Unfortunately, co-optimization can effectively bar responsive loads as well as emissions-limited generators and water-limited hydro generators from offering to provide ancillary services.


Fundamentally the problem is that the co-optimizer is unable to deal with a rising cost curve. Many responsive loads differ from most generators in that the cost of response rises with response duration. An air conditioning load, for example, incurs almost no cost when it provides a ten minute interruption but incurs unacceptable costs when it provides a sixhour interruption. Conversely a generator typically incurs startup and shutdown costs even for short responses but only has ongoing fuel costs associated with its response duration. In fact, many generators have minimum run times and minimum shutdown times. This low-cost-for-short-duration-response (coupled with fast response speed) makes some responsive loads ideal for providing spinning reserve but less well suited for providing energy response or peak reduction. A generator benefits economically when response duration is extended but a load is hurt. The co-optimizer assumes that all offering entities behave like generators and benefit from longer response.

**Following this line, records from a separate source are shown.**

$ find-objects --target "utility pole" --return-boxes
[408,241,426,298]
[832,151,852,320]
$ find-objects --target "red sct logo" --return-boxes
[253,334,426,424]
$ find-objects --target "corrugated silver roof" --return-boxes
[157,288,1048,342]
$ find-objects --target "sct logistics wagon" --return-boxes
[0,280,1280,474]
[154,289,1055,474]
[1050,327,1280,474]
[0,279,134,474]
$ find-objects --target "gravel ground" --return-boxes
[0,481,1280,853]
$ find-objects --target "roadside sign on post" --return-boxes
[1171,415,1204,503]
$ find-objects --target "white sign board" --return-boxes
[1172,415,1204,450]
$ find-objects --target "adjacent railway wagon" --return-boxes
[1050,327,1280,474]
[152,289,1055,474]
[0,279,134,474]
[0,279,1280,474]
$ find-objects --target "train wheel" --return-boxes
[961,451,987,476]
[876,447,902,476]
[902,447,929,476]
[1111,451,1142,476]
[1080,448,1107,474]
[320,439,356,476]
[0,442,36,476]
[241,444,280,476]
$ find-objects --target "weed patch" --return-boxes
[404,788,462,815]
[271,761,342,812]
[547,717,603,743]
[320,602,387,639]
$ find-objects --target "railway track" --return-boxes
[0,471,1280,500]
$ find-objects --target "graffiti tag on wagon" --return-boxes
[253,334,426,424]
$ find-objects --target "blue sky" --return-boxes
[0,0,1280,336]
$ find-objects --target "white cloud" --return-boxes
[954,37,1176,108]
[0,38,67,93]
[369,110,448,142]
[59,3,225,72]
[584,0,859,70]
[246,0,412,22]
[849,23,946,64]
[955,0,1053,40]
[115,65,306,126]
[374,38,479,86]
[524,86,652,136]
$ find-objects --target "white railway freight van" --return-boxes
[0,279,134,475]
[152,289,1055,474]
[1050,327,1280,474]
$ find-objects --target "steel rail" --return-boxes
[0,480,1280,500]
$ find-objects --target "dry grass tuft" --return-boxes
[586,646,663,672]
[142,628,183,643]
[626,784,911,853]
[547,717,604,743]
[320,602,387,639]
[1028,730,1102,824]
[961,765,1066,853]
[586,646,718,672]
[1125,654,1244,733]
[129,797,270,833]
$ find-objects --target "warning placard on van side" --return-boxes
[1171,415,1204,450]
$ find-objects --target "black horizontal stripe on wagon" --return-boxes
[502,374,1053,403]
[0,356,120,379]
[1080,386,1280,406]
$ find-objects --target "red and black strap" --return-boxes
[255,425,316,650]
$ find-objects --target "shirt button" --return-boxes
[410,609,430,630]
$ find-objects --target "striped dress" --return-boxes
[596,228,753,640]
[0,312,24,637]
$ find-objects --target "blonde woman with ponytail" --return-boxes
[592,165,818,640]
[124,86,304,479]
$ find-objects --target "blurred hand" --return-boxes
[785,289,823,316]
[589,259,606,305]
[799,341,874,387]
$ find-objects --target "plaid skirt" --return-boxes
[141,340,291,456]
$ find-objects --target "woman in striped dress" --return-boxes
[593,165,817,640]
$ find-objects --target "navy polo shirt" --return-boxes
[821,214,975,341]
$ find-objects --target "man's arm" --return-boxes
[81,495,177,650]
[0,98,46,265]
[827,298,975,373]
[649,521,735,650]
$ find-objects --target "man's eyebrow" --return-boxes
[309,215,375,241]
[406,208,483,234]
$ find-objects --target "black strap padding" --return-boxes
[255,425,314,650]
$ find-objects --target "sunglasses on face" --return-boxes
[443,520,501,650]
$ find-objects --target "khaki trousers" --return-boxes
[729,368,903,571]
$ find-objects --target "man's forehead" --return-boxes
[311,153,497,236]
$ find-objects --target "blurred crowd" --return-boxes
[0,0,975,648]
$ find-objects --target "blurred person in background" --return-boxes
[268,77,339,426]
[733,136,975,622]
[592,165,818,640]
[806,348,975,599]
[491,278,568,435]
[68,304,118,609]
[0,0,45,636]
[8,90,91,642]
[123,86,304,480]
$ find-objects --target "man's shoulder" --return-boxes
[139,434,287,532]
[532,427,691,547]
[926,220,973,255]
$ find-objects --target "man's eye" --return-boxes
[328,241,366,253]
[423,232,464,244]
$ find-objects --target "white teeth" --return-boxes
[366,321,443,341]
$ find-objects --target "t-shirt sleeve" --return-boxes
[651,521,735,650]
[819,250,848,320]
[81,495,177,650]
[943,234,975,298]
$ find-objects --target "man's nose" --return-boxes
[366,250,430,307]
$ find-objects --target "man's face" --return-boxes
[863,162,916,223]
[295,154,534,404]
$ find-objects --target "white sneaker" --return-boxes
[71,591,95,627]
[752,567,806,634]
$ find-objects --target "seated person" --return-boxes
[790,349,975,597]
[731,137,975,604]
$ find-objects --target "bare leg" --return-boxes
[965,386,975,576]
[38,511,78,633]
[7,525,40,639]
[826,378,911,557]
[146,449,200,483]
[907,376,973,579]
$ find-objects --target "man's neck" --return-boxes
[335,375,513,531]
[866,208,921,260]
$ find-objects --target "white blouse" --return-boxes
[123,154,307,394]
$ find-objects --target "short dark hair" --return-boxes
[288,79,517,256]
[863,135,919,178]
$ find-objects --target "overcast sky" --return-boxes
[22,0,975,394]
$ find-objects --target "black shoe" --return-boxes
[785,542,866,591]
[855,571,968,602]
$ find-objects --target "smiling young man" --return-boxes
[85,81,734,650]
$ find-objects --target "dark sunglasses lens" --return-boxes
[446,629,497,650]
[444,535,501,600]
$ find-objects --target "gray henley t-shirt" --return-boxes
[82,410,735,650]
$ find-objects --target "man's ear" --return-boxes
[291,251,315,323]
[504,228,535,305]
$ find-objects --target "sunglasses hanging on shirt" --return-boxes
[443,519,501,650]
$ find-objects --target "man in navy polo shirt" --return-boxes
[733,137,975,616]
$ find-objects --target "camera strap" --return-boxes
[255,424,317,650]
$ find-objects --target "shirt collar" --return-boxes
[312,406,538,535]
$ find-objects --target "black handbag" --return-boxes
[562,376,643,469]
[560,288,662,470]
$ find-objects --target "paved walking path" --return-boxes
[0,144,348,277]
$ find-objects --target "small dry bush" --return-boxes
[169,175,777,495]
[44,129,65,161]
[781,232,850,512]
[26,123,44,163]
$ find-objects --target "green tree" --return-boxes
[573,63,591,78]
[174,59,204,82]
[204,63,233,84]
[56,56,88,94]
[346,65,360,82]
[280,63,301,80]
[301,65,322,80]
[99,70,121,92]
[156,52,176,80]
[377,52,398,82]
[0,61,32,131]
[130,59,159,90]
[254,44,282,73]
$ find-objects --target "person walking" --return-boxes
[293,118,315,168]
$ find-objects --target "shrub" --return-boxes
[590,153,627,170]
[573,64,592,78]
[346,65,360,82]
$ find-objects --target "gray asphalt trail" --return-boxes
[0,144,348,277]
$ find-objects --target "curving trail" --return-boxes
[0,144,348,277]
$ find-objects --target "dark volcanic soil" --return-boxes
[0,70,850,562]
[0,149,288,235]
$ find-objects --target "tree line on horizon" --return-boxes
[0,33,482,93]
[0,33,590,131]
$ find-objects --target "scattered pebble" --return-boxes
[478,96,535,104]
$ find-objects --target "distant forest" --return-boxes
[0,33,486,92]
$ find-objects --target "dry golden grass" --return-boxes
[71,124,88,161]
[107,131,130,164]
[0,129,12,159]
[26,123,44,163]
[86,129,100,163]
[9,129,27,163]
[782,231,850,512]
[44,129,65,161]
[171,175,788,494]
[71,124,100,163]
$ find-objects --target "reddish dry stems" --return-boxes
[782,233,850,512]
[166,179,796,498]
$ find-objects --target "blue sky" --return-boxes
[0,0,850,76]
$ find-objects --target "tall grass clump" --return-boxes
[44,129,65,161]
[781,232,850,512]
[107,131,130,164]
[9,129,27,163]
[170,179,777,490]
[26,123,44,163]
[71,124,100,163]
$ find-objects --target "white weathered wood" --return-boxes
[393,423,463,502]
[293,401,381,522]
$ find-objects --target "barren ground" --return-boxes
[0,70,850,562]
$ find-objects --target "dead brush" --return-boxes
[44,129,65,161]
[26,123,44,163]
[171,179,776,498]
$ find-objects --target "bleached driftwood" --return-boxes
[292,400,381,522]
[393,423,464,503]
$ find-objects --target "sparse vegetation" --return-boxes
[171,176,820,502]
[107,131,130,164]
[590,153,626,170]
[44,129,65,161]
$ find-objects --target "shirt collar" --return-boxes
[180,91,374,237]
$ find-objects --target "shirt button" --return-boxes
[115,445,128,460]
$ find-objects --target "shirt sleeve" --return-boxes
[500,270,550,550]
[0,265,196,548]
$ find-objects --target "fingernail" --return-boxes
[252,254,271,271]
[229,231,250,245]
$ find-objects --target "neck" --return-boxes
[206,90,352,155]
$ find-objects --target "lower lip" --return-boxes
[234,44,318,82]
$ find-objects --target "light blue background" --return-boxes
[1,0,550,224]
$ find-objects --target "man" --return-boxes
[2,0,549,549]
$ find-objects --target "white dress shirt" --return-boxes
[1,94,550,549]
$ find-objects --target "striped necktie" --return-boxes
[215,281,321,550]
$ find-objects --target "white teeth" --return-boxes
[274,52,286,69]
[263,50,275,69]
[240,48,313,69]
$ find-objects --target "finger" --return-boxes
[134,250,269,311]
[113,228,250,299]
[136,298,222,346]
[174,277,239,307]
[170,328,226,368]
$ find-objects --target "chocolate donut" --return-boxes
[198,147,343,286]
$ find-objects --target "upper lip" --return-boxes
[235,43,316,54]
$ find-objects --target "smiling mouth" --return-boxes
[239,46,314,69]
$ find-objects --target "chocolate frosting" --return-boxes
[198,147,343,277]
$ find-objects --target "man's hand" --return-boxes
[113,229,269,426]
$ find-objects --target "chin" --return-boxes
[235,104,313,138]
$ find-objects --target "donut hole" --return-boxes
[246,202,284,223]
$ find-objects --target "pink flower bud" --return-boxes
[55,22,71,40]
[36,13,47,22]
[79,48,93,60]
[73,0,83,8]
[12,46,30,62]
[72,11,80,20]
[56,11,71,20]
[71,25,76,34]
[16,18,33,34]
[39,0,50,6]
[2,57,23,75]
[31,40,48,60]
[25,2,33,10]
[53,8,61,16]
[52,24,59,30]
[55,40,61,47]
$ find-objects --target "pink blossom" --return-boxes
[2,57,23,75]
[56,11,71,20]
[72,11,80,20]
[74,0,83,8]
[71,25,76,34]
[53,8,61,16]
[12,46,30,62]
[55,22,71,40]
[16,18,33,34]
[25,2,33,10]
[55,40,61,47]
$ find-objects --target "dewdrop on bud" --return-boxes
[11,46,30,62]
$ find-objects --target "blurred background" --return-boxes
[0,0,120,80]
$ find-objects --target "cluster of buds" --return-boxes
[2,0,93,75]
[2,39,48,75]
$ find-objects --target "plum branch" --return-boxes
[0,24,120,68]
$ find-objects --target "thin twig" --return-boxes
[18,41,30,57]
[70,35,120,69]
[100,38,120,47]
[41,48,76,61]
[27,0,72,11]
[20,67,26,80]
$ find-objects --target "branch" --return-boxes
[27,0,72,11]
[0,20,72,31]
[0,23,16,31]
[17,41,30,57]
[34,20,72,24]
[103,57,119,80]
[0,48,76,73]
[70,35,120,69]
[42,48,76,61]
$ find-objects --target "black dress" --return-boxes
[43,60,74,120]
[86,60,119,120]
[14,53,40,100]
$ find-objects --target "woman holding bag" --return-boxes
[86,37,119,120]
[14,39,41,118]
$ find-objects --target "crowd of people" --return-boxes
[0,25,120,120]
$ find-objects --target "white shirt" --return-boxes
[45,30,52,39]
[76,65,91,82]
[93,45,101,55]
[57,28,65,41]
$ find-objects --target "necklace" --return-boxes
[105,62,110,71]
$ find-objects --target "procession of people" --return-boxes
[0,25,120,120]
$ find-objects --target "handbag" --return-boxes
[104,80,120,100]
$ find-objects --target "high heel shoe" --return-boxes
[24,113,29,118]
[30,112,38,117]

Unfortunately current market rules in New York and New England let the ISOs dispatch capacity assigned to reserves for economic reasons as well as reliability purposes. As long as the ISO has enough spinning and non-spinning reserve capacity to cover contingencies, it will dispatch any remaining resources economically regardless of whether that capacity is labeled as contingency reserve or not. Ancillary service and energy suppliers are automatically co-optimized.

This policy works well for most generators but causes severe problems for loads that need to limit the duration or frequency of their response to occasional contingency conditions. Loads can submit very high energy bids in an attempt to be the last resource called but this is still no guarantee that they will not be used as a multi-hour energy resource. Submitting a high cost energy bid also means that the load will be used less frequently for contingency response than is economically optimal. Price caps on energy bids further limit the ability of the loads to control how long they are deployed for.

Fortunately there is a simple solution. California had this problem with their rational buyer but changed their market rules and now allows resources to flag themselves as available for contingency response only. PJM allows resources to establish different prices for each service and energy providing a partial solution. ERCOT does not have the problem because most energy is supplied through bilateral arrangements that the ISO is not part of; energy and ancillary service markets are separate. Possibly as a consequence half of ERCOT’s contingency response comes from responsive load (the maximum currently allowed) while no loads offer to supply balancing energy.

B. Some Loads May Be Able To Provide Better Regulation Than Generators

Regulation, the minute-to-minute varying of generation or consumption at the system operator’s command in order to maintain the control area’s generation/load balance, is the most difficult ancillary service for loads to provide. Automatic generation control (AGC) commands are typically sent from the system operator to the regulating generators about every four seconds (Figure 6). Regulation is also the most expensive ancillary service so it may be the most attractive service to sell for loads that are capable of supplying it.

Fig. 6. Regulation provides the minute-to-minute balancing of generation and load.